To determine the bioavailability of the two chemicals in the sediment, L. variegatus and PSDs were added together to a set of prepared beakers. Spiked sediment (approximately 250 g wet weight) that had been aged for predetermined amounts of time was transferred to each tall-form 600-ml glass beaker. The PSDs were then placed into the sediment, and 400 ml of moderately hard water was slowly added to the beakers. Care was taken to reduce resuspension of the sediment into the water column. Finally, 30 adult oligochaetes (approximately 160 mg wet weight) were introduced into each beaker.

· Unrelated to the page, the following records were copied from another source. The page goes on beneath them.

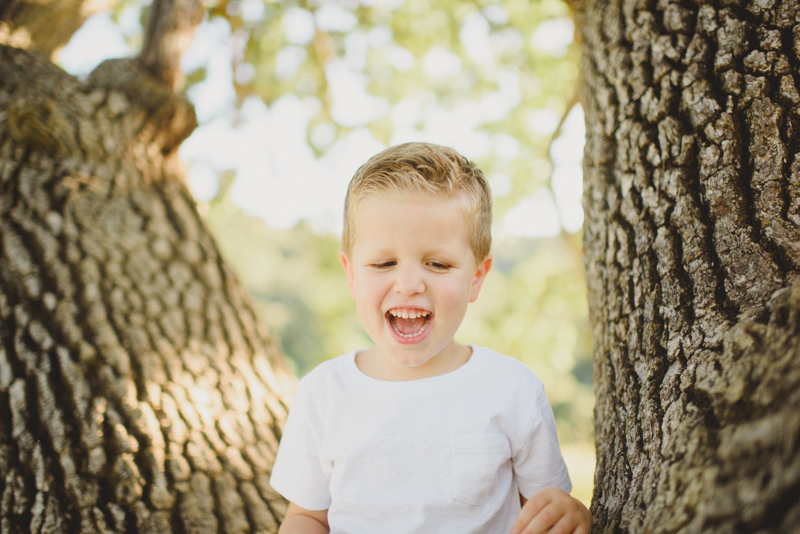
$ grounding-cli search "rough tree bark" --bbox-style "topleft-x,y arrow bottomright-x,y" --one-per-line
0,0 -> 293,533
578,0 -> 800,533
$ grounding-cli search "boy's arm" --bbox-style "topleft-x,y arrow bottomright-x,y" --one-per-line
511,488 -> 592,534
278,502 -> 331,534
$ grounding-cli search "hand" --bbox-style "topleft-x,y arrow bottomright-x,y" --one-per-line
511,488 -> 592,534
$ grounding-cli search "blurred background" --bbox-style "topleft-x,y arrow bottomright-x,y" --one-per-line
56,0 -> 594,505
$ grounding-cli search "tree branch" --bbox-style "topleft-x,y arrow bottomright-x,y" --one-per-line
139,0 -> 204,89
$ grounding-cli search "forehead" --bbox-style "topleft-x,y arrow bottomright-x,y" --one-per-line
353,192 -> 476,247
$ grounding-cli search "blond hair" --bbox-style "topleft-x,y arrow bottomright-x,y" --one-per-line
342,143 -> 492,262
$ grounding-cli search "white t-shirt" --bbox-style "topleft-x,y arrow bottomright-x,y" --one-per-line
270,345 -> 572,534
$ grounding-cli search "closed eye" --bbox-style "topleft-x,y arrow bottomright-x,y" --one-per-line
428,261 -> 451,271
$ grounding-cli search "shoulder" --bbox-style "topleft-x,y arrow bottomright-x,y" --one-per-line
295,352 -> 354,399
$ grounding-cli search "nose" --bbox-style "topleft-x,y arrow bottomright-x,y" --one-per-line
394,265 -> 425,295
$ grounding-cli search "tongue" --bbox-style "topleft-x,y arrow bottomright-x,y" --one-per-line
392,317 -> 425,334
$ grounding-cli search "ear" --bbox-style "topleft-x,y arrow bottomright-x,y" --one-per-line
339,250 -> 356,298
469,254 -> 492,302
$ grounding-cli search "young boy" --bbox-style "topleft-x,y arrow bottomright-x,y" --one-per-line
271,143 -> 591,534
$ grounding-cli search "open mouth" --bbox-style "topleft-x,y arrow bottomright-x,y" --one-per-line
386,308 -> 433,339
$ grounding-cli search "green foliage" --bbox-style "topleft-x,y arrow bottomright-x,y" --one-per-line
194,0 -> 579,214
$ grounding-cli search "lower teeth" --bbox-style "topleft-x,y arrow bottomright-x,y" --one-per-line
392,317 -> 431,338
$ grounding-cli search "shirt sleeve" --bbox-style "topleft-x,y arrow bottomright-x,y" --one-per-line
512,379 -> 572,499
270,380 -> 331,510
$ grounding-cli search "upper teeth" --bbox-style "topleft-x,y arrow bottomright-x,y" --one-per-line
389,310 -> 430,319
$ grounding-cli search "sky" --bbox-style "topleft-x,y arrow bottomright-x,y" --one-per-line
58,6 -> 585,238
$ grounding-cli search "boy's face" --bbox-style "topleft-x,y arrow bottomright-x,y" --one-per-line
341,192 -> 492,377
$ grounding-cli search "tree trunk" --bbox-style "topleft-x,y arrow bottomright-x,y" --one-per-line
578,0 -> 800,533
0,43 -> 293,533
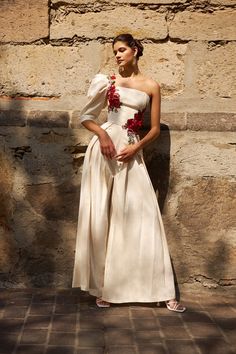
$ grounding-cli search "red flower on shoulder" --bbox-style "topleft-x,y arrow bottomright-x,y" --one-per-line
107,75 -> 121,112
123,111 -> 144,144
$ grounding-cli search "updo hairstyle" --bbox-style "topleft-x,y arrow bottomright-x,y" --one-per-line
112,33 -> 144,60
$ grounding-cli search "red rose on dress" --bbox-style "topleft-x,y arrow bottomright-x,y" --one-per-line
107,75 -> 121,112
123,111 -> 143,144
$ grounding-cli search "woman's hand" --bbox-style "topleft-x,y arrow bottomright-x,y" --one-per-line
98,130 -> 117,160
115,144 -> 138,162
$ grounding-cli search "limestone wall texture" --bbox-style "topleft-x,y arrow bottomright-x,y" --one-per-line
0,0 -> 236,293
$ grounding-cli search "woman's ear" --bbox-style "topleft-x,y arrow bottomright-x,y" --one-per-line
133,47 -> 138,57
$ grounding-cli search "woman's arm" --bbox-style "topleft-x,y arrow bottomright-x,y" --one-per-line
81,120 -> 116,159
116,81 -> 161,162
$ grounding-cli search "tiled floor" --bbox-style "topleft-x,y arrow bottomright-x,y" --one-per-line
0,289 -> 236,354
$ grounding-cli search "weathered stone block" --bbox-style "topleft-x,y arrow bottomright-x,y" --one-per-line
0,110 -> 27,127
50,6 -> 167,39
187,112 -> 236,131
185,42 -> 236,98
161,112 -> 186,130
101,42 -> 187,96
27,111 -> 70,128
70,109 -> 107,130
169,10 -> 236,41
0,0 -> 49,42
0,42 -> 103,97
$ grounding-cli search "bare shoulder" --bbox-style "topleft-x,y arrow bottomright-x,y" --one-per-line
140,76 -> 160,95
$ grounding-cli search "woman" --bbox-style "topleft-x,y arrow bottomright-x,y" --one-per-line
72,34 -> 185,312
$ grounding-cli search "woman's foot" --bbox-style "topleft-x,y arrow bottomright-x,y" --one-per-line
96,297 -> 110,307
165,299 -> 186,312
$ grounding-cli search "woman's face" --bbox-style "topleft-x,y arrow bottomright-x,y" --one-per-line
113,41 -> 137,66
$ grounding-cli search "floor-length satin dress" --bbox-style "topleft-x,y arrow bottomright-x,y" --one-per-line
72,74 -> 175,303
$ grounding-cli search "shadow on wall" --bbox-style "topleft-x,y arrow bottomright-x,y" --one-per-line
0,60 -> 82,287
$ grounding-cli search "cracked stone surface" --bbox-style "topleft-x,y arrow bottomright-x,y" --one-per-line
0,0 -> 49,43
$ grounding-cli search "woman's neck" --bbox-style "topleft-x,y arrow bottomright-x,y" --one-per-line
119,65 -> 141,78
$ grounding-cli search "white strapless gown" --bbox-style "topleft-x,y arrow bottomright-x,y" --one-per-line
72,74 -> 175,303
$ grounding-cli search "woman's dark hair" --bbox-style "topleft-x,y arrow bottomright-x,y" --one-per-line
112,33 -> 144,60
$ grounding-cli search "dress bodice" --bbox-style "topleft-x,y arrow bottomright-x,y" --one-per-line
80,74 -> 150,125
108,86 -> 149,125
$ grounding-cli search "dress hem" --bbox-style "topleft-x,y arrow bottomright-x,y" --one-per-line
73,286 -> 175,304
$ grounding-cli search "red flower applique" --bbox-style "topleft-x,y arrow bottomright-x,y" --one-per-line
107,75 -> 121,112
122,111 -> 144,144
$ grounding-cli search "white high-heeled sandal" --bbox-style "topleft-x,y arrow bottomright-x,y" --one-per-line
165,299 -> 186,312
96,297 -> 111,308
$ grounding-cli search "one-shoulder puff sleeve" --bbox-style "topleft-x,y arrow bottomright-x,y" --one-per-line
79,74 -> 109,123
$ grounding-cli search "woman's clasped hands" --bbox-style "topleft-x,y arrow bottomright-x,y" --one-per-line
99,133 -> 138,162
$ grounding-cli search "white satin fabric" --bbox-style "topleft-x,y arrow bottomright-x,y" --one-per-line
72,74 -> 175,303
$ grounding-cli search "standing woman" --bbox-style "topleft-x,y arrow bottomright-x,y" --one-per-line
72,34 -> 185,312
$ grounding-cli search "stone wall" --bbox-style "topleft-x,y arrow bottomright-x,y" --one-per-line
0,0 -> 236,292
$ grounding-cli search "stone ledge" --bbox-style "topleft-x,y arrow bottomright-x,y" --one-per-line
0,110 -> 27,127
187,112 -> 236,131
27,111 -> 70,128
0,110 -> 236,132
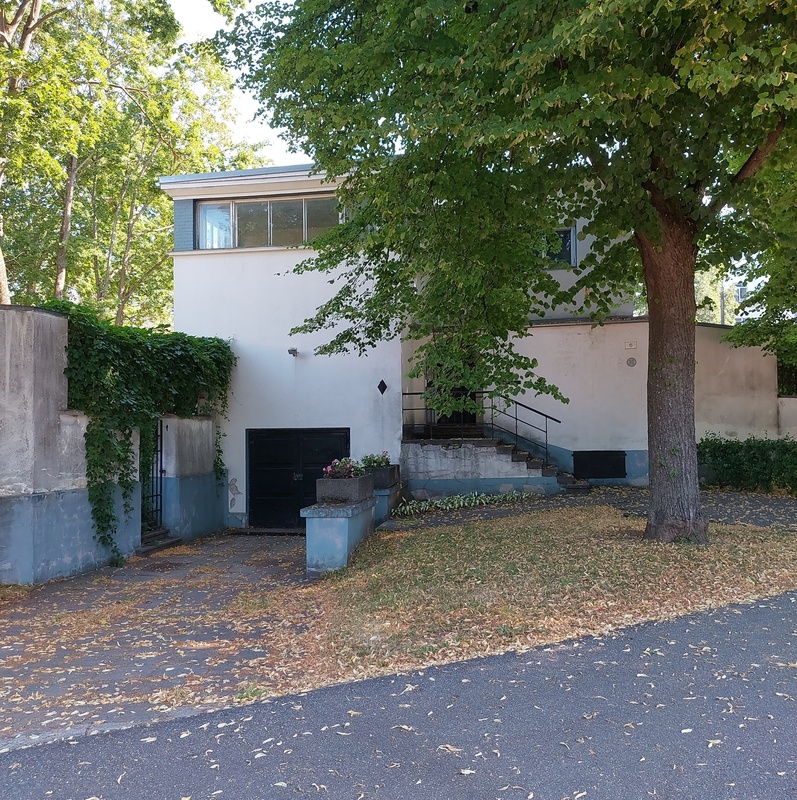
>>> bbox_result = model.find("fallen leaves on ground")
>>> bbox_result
[0,506,797,740]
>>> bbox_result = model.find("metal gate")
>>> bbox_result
[141,420,163,533]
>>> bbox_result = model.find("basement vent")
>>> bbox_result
[573,450,626,478]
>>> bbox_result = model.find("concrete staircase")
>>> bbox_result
[402,436,591,494]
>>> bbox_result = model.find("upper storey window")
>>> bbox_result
[197,195,340,250]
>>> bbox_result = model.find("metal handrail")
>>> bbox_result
[402,392,562,465]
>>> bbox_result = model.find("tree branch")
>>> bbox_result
[711,115,786,214]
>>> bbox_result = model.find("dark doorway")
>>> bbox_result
[141,420,163,535]
[246,428,350,530]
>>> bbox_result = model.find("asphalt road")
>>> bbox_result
[0,593,797,800]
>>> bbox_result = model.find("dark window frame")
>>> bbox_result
[194,193,343,251]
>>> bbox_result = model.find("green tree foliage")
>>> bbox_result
[728,158,797,368]
[46,301,236,558]
[228,0,797,541]
[0,0,254,324]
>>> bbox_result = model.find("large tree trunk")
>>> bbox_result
[55,156,77,300]
[636,208,708,544]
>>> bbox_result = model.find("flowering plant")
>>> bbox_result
[360,450,390,469]
[324,458,365,478]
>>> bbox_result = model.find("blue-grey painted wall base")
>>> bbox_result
[0,486,141,584]
[301,497,376,572]
[374,483,401,527]
[163,472,227,541]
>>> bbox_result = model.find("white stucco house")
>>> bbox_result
[161,165,797,528]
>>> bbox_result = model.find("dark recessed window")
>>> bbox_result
[196,195,340,250]
[197,203,232,250]
[235,202,268,247]
[548,228,573,267]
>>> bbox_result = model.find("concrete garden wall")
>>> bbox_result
[0,306,141,583]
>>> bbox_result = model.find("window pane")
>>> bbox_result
[548,228,573,266]
[198,203,232,250]
[235,201,268,247]
[304,197,340,242]
[271,200,304,247]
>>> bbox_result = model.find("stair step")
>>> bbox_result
[565,480,592,494]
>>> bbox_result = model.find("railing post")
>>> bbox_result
[542,417,549,469]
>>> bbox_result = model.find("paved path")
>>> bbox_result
[0,593,797,800]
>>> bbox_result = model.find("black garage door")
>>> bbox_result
[246,428,350,529]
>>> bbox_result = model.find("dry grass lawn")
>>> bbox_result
[0,506,797,735]
[304,507,797,677]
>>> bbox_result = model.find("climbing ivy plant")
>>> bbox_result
[45,301,236,560]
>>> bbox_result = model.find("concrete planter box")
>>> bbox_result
[315,475,374,503]
[365,464,401,489]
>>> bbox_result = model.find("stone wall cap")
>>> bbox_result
[299,497,376,519]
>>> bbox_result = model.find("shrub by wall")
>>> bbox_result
[697,432,797,494]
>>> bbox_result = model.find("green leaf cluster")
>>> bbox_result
[393,492,529,517]
[697,432,797,494]
[226,0,797,412]
[0,0,258,325]
[44,301,236,557]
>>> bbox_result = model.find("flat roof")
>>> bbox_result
[159,164,320,186]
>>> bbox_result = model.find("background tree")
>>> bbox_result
[0,0,255,324]
[228,0,797,542]
[728,158,797,394]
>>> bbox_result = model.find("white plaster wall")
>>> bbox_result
[778,397,797,439]
[174,248,401,524]
[510,319,776,450]
[695,325,778,439]
[162,415,216,478]
[510,320,648,450]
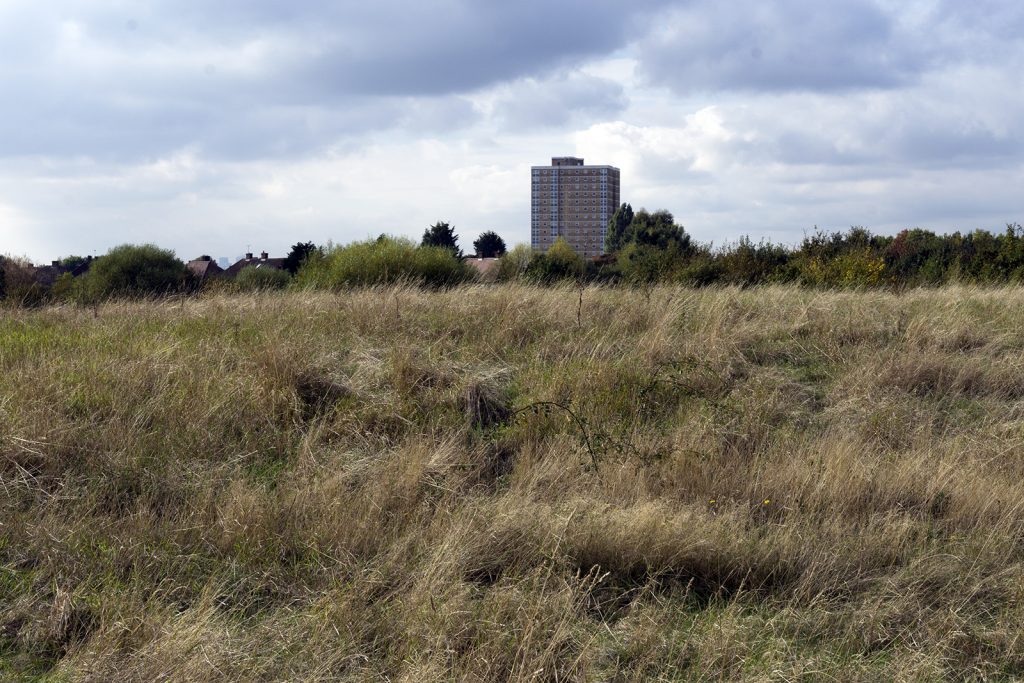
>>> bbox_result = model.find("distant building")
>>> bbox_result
[32,256,93,287]
[224,252,285,280]
[185,255,224,283]
[529,157,618,258]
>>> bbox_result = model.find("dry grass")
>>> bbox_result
[6,286,1024,681]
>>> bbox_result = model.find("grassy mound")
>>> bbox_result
[0,285,1024,681]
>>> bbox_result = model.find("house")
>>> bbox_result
[185,254,224,283]
[224,252,285,280]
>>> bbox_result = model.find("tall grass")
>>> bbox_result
[0,285,1024,681]
[296,237,472,289]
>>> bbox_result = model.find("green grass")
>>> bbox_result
[6,285,1024,681]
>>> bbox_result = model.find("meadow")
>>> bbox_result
[0,284,1024,681]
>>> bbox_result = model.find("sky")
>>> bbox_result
[0,0,1024,262]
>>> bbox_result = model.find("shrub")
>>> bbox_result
[495,245,534,282]
[0,257,48,307]
[79,245,188,301]
[526,238,587,284]
[234,265,292,292]
[296,236,472,289]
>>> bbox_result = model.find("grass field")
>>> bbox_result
[0,285,1024,681]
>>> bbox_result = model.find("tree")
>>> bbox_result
[604,204,633,254]
[420,220,462,258]
[60,255,88,270]
[473,230,507,258]
[624,209,690,254]
[234,265,292,292]
[283,242,316,275]
[82,245,188,301]
[526,238,587,285]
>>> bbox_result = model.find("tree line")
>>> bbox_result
[6,204,1024,305]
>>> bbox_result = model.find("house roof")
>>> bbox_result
[224,256,285,279]
[32,265,70,287]
[186,258,224,280]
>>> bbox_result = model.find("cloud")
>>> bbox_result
[0,0,664,161]
[637,0,929,93]
[486,72,629,130]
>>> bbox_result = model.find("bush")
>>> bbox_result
[495,245,534,283]
[234,265,292,292]
[0,257,48,308]
[296,236,472,289]
[79,245,189,301]
[526,238,587,285]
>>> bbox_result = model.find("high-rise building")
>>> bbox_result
[529,157,618,258]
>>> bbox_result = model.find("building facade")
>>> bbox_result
[529,157,618,258]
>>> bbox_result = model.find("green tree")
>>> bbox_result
[627,209,690,254]
[473,230,506,258]
[420,220,462,258]
[60,256,87,270]
[526,238,587,285]
[604,204,633,254]
[495,245,534,282]
[282,242,316,275]
[81,245,188,301]
[234,265,292,292]
[296,236,472,289]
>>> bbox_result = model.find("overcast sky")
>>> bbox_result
[0,0,1024,261]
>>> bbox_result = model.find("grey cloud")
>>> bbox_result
[495,72,629,129]
[0,0,664,159]
[638,0,929,92]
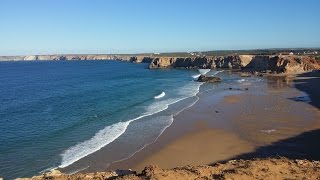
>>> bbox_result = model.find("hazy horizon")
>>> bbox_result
[0,0,320,56]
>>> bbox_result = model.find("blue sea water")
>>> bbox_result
[0,61,201,178]
[0,61,260,179]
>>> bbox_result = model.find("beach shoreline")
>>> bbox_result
[103,71,320,171]
[16,72,320,179]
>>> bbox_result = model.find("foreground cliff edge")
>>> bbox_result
[16,157,320,180]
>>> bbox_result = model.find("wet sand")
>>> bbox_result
[108,72,320,171]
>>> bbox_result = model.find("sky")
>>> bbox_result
[0,0,320,55]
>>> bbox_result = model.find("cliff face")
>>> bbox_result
[0,55,320,73]
[0,55,132,61]
[149,55,320,73]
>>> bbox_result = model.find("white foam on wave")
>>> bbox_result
[260,129,276,134]
[154,92,166,99]
[237,79,246,83]
[199,69,211,75]
[59,82,203,168]
[59,120,133,168]
[192,74,201,79]
[212,70,223,76]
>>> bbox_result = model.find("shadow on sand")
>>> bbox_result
[211,71,320,163]
[294,71,320,109]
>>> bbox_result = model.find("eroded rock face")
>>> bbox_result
[198,75,221,83]
[149,55,320,73]
[16,157,320,180]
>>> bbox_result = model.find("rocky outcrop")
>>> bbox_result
[149,55,320,73]
[198,75,221,83]
[149,57,215,69]
[18,158,320,180]
[0,55,132,61]
[0,55,320,73]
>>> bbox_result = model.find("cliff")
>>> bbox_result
[0,54,320,73]
[149,55,320,73]
[17,158,320,180]
[0,54,143,62]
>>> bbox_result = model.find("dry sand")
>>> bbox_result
[108,72,320,171]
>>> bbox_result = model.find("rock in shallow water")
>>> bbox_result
[198,75,221,83]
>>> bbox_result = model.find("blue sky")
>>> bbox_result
[0,0,320,55]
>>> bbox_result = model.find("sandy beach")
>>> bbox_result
[108,71,320,171]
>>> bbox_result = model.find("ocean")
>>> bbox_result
[0,60,258,179]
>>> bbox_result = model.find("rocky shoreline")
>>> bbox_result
[16,157,320,180]
[0,55,320,74]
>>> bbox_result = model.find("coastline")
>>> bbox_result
[21,70,320,179]
[103,71,320,171]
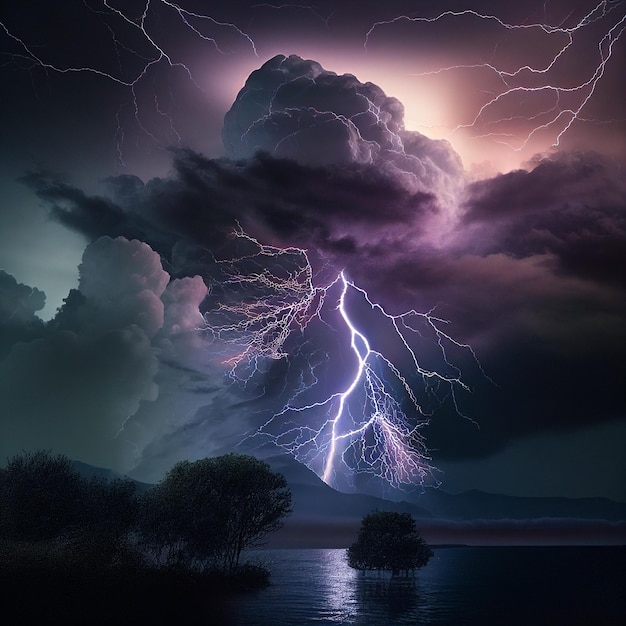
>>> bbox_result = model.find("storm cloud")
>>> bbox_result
[0,56,626,492]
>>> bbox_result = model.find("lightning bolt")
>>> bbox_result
[0,0,258,166]
[205,230,478,487]
[363,0,626,152]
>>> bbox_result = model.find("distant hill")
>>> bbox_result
[74,455,626,548]
[72,461,152,494]
[265,455,626,548]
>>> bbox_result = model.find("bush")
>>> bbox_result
[347,511,433,575]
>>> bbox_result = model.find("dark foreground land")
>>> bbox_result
[0,568,243,626]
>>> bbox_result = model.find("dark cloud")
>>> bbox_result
[0,270,46,357]
[17,144,626,472]
[222,55,462,199]
[5,45,626,498]
[464,154,626,288]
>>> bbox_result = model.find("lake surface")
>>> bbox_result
[232,547,626,626]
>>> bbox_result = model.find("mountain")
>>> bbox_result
[265,455,626,548]
[74,455,626,548]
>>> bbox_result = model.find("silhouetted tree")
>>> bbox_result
[0,450,82,541]
[141,454,291,572]
[347,511,433,576]
[0,450,137,569]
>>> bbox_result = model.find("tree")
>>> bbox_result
[0,450,81,541]
[0,450,137,569]
[141,454,291,572]
[347,511,433,576]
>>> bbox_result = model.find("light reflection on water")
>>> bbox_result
[233,547,626,626]
[229,550,458,626]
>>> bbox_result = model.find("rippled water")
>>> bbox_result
[233,547,626,626]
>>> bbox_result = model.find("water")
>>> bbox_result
[228,547,626,626]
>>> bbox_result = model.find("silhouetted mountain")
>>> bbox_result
[72,461,152,494]
[419,489,626,521]
[266,455,626,521]
[69,455,626,548]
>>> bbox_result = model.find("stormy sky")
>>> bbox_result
[0,0,626,500]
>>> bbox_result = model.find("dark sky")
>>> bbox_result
[0,0,626,500]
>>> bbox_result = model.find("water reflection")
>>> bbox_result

The PSDs were prepared from polyethylene film having pores generally ∼10 Å in diameter, which allowed smaller freely dissolved lipophilic compounds to pass, but restricted compounds associated with particulate or dissolved organic carbon. The PSDs used in this study included only the polyethylene film; no lipids were added to the tubing. The PSD tubing (thin-walled, 80–100 μm, Brentwood Plastics, St. Louis, MO, USA) was cut into strips 2.5 cm wide × 11.0 cm long, and made into a ring using a plastic sealer. The PSD tubing was initially soaked in cyclohexane and dried with high-grade nitrogen before use in the experiments.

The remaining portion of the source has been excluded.